Potential adverse events of eplerenone may include hyperkalemia, which can be exaggerated by coexisted renal insufficiency, diabetes mellitus, advanced heart failure, older patient age and interactions with other medications, such as potassium-sparing diuretics, angiotensin converting enzyme inhibitors and angiotensin receptor blockers, fatigue, dizziness, sedative effect, hypertension, diarrhea or constipation, bowel irritation, myotonia, gynecomastia, weight loss and increase of serum liver parameters, bilirubin and CPK levels [25-38]. However, adverse events seem to be dose-dependent and are reversible after discontinuation of treatment.

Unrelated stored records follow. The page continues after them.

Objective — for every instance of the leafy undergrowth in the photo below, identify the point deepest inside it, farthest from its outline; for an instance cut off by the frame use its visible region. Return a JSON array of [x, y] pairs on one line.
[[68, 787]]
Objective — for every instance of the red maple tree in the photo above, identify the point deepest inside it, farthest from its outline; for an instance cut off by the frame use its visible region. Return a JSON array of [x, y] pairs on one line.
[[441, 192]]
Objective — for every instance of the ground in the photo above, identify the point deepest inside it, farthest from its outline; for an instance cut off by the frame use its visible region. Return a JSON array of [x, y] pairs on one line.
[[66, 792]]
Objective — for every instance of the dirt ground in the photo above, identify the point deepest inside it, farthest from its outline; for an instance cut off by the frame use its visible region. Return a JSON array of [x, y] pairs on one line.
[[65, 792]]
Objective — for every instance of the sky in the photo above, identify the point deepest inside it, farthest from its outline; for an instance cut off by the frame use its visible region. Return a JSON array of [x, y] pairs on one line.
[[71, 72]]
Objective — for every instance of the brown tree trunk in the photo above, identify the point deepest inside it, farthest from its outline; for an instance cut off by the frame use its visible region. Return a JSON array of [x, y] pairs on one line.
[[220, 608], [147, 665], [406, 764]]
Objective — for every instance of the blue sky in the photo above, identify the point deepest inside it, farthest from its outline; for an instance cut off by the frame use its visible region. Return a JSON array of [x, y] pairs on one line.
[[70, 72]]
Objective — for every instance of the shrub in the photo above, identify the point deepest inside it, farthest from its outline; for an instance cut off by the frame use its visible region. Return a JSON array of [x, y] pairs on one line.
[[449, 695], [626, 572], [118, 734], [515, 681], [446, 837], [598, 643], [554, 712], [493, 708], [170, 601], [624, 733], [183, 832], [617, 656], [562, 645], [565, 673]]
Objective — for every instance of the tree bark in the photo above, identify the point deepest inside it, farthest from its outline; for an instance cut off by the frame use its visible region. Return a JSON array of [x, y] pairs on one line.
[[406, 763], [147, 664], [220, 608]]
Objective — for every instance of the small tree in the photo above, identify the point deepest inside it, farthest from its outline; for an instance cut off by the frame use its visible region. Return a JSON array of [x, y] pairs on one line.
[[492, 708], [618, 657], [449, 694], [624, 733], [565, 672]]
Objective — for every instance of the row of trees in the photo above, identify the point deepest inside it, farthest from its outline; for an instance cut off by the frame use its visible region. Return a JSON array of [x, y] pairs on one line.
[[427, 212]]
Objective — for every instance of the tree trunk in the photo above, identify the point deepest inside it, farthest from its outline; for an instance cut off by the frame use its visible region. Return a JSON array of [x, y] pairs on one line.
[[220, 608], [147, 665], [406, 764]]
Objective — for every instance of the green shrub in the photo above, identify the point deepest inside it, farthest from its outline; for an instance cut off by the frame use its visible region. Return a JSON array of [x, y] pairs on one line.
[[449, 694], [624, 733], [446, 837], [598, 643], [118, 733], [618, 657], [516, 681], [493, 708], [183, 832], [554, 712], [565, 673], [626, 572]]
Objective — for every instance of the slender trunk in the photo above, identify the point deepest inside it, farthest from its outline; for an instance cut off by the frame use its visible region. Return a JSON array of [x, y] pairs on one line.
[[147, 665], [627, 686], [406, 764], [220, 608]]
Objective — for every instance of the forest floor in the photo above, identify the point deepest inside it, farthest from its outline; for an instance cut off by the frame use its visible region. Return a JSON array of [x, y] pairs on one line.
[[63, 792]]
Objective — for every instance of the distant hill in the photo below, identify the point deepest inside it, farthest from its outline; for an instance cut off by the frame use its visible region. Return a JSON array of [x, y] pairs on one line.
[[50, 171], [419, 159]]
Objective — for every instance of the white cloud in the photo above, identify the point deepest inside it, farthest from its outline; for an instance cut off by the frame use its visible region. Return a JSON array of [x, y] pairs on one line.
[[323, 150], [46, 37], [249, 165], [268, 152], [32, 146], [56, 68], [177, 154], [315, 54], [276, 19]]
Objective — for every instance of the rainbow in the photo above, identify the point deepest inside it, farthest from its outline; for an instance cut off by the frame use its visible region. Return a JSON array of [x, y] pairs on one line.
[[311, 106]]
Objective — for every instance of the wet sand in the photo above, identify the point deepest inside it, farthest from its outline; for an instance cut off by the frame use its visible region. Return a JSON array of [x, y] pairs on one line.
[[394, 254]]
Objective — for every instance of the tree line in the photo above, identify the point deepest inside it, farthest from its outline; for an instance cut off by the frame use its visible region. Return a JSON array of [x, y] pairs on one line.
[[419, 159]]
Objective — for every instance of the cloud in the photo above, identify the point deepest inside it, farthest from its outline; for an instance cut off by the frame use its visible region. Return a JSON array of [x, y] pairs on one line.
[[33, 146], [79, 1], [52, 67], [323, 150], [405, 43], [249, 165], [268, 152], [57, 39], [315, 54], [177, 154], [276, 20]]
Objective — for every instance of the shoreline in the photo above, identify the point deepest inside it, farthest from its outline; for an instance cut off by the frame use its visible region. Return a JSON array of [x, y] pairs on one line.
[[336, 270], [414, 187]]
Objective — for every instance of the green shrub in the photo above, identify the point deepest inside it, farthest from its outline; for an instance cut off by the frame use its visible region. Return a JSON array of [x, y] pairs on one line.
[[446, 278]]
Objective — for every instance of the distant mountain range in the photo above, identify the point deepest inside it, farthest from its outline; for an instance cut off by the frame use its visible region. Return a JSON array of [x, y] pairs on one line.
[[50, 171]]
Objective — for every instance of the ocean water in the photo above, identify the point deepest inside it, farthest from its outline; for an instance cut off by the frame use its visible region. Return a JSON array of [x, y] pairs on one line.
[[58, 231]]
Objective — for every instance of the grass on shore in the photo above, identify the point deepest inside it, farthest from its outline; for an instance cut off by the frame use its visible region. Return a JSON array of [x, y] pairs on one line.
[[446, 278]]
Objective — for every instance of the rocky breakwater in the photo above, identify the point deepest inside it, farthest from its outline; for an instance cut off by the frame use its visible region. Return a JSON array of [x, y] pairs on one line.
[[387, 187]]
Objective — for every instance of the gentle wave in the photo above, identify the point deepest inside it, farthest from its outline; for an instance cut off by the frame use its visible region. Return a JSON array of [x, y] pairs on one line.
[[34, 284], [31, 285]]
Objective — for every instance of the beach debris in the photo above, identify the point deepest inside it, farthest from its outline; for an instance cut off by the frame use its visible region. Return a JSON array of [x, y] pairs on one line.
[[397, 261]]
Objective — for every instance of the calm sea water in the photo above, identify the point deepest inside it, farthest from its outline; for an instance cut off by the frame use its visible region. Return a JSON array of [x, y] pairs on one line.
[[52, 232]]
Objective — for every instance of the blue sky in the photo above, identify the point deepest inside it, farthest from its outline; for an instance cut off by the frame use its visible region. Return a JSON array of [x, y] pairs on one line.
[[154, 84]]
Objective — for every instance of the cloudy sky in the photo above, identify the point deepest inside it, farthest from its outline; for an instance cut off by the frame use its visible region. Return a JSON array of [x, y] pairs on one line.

It is worthy to note that since most of the studies examining eplerenone for CSCR treatment are retrospective with short-term follow-up and small sample size, large prospective, randomized studies are needed to scrutinize the role of MR antagonists in CSCR treatment.

Conclusions

CSCR is a challenging disease to understand and treat, since its pathogenesis remains elusive and multifactorial. Systemic emerging pharmacologic approaches, like eplerenone, are intriguing, as they target several pathophysiological pathways and may lead to visual acuity improvement and more rapid recovery. Based on the current literature, eplerenone seems to be efficient, especially at the chronic stage of the disease. Since the results on patients with widespread RPE changes are limited and non-significant, further research is needed to determine which patients are most likely to benefit from eplerenone and their imaging characteristics, while potential combination with other treatment modalities can be also considered.